Ramsbottom also said he believed it was unlikely that all four titles would be able to survive together in the marketplace.

He said his preference for the Chronicle, if it was “financially sustainable”, would be to make the paper twice weekly, although weekly is also an option. But he is reluctant to offer a possible relaunch date.

Three former Chronicle commercial staff have already joined Revolution’s team and the company is currently looking to publish an edition of quarterly education magazine The Knowledge and quarterly business magazine Oldham Business Edge before Christmas.

He added that a new lifestyle magazine, which currently has the working title One Oldham, would also publish before the end of the year using content generated by freelances.

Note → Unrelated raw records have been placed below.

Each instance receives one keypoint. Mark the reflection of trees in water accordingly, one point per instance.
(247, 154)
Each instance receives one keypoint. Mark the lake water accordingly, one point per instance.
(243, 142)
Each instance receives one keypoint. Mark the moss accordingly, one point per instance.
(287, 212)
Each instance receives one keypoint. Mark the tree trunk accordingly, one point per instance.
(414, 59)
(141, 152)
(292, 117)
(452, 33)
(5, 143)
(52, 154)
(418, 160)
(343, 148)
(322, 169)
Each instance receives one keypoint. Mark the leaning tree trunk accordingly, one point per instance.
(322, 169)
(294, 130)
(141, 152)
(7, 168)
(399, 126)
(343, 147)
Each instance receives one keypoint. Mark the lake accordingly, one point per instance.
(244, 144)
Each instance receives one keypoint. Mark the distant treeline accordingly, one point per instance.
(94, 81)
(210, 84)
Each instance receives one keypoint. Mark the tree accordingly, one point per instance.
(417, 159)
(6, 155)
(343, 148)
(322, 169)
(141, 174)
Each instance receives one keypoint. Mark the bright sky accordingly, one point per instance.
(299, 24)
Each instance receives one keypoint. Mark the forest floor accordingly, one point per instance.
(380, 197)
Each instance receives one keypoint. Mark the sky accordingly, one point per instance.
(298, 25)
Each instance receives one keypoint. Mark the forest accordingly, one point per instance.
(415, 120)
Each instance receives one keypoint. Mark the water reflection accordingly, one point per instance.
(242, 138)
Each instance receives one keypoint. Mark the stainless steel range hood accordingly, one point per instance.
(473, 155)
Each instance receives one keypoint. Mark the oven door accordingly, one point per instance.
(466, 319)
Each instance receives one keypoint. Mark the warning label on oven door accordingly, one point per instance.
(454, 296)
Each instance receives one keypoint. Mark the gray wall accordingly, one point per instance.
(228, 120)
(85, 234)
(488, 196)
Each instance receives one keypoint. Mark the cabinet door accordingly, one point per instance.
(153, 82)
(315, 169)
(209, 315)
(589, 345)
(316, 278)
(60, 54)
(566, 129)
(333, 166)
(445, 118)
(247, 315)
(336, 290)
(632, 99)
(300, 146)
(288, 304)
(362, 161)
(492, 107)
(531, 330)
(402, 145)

Ramsbottom told Press Gazette that Revolution had been in talks with the Chronicle’s former publisher prior to it going into administration, but the rescue bid had been unsuccessful. Although he said there had “not been a bidding war” to buy the paper once it went into administration.

Revolution is understood to be facing difficulties in acquiring data and information relating to the Chronicle, everything from invoicing to archive pictures, that are stored on cloud-based servers.

He described the process as like rebuilding a “skeleton” bone by bone, adding that it was taking “a considerable amount of time”.

Ramsbottom said he was speaking regularly with former Chronicle staff, including ex editor Dave Whaley, adding: “The thing we believe in is that experience and local knowledge is valuable in newspapers. Our starting point will be to recruit from former staff.”

He said he thought print was still sustainable in local newspapers, but added: “They have got to be run extremely well and efficiently and they need support and good reputations, but I think with all those things in place we would rise to the challenge of being there.”

He said he would be keeping an advertising and cover price funding model on the Chronicle with the radio station’s expertise able to boost digital output for the paper.